One more thing. WSU's extension publications for Pacific Northwest growers carry Concord-specific timing and rates that differ from Cornell's, because eastern Washington summers are much drier. [3] Growing Concord outside the northeast? Use the extension guidance written for your actual climate.

How does resistance management factor into a Concord powdery mildew program?

Resistance is real and getting worse in commercial grape production. The Fungicide Resistance Action Committee (FRAC) classifies fungicide modes of action, and it has documented E. necator resistance to QoI fungicides (FRAC Group 11) in multiple U.S. states. DMI resistance (FRAC Group 3) shows up too, though it usually looks like reduced sensitivity rather than full resistance. [6]

For Concord growers the takeaway is plain.
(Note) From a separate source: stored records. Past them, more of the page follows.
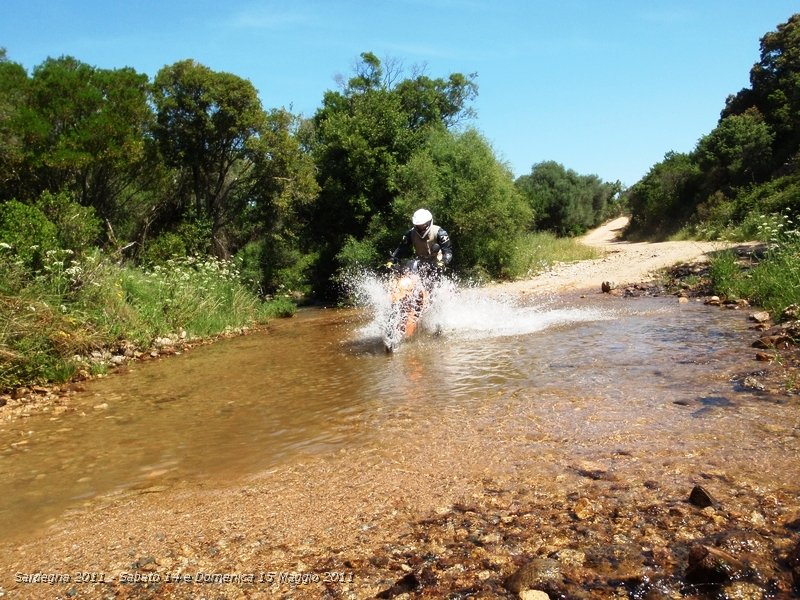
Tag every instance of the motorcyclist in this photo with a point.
(430, 242)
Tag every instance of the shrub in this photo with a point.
(77, 226)
(28, 231)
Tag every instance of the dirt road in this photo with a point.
(622, 262)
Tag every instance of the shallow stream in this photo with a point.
(593, 377)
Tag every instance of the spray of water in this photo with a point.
(463, 311)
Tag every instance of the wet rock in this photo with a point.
(738, 541)
(534, 595)
(541, 574)
(761, 316)
(712, 566)
(791, 312)
(570, 557)
(751, 383)
(793, 560)
(163, 342)
(700, 497)
(583, 509)
(406, 584)
(769, 342)
(741, 590)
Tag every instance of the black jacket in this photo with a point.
(407, 244)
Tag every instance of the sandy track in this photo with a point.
(622, 262)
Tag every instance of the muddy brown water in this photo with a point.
(600, 376)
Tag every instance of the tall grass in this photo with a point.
(536, 252)
(52, 318)
(774, 283)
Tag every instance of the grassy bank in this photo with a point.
(535, 252)
(58, 311)
(773, 280)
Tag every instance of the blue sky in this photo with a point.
(604, 87)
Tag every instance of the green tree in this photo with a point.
(564, 202)
(738, 151)
(13, 98)
(665, 197)
(285, 188)
(471, 194)
(84, 130)
(208, 127)
(363, 136)
(775, 89)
Rotate FRAC groups. Cap QoI applications at two per season. Never lean on one mode of action alone. Sulfur has no known resistance mechanism and should stay fully effective indefinitely, which is a genuinely strong case for keeping it as the backbone of any Concord program.
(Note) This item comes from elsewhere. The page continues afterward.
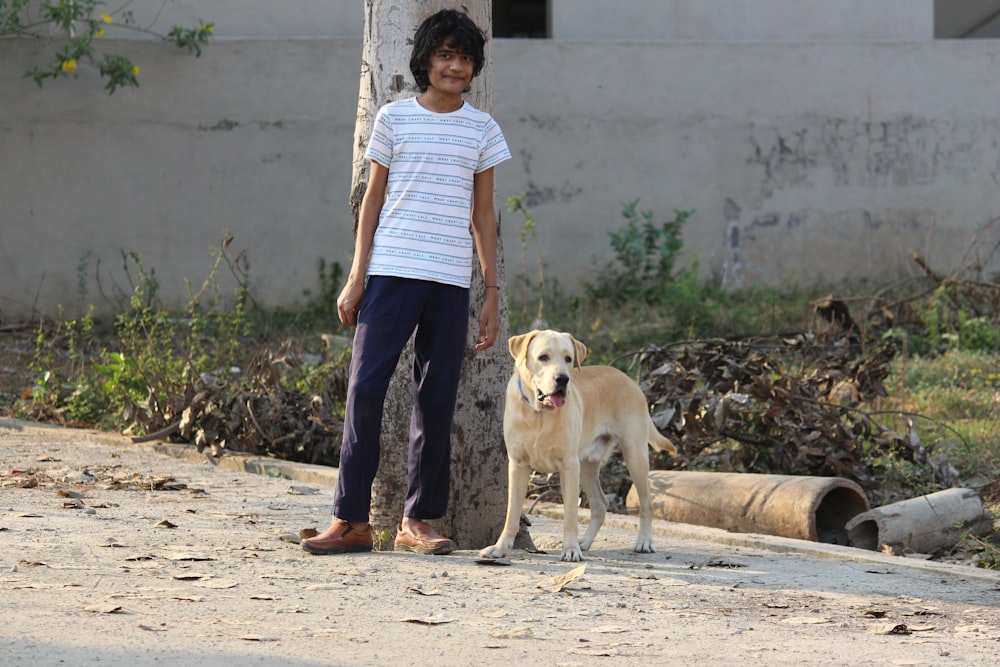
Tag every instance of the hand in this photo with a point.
(489, 320)
(349, 302)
Read the label before you mix. Some products ban tank-mixing with certain partners, and some combinations (sulfur plus oil, sulfur in the heat) cause phytotoxicity. A missed label restriction is an agronomic problem and a legal one under FIFRA at the same time.
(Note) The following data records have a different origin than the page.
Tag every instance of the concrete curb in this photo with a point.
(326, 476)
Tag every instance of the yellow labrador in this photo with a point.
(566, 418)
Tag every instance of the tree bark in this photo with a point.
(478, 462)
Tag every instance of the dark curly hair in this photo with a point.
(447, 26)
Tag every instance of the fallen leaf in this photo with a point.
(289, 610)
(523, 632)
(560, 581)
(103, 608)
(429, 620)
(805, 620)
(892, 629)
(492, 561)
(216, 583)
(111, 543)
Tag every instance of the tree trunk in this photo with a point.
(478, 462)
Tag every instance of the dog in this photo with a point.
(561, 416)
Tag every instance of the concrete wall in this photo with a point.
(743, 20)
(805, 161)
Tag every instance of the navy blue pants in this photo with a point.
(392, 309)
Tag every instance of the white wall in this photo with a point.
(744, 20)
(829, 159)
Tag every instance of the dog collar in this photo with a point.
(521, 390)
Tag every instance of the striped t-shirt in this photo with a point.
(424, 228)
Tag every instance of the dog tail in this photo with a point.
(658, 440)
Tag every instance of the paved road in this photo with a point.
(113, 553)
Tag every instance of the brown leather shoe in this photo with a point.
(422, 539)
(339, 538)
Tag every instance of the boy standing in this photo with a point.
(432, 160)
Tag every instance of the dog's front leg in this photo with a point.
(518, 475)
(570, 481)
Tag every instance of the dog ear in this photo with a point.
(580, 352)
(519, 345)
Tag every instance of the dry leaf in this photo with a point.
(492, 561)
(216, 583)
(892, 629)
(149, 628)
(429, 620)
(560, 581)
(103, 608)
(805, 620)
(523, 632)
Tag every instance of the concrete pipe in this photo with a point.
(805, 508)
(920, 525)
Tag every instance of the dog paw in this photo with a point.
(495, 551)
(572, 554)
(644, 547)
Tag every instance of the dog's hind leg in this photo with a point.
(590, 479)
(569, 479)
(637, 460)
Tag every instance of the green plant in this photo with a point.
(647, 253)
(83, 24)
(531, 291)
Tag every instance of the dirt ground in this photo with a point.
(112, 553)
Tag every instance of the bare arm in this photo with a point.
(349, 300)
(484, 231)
Recording the FRAC code on every application is the only way to audit your own rotation at season's end and catch drift toward overreliance on one group. Structured spray logs, paper or digital, make that audit possible instead of theoretical.

Frequently asked questions

Is it safe to eat Concord grapes with powdery mildew on them?

The fungus Erysiphe necator isn't toxic to humans, so lightly mildewed Concord grapes won't make you sick. They'll taste noticeably off, and berries with cracked skin may carry secondary microbial growth that adds to the bad flavor. If the grapes were sprayed within a fungicide's pre-harvest interval, that's a separate residue concern. Respect the PHI and the residue risk is managed.

How resistant are Concord grapes to powdery mildew compared to wine grapes?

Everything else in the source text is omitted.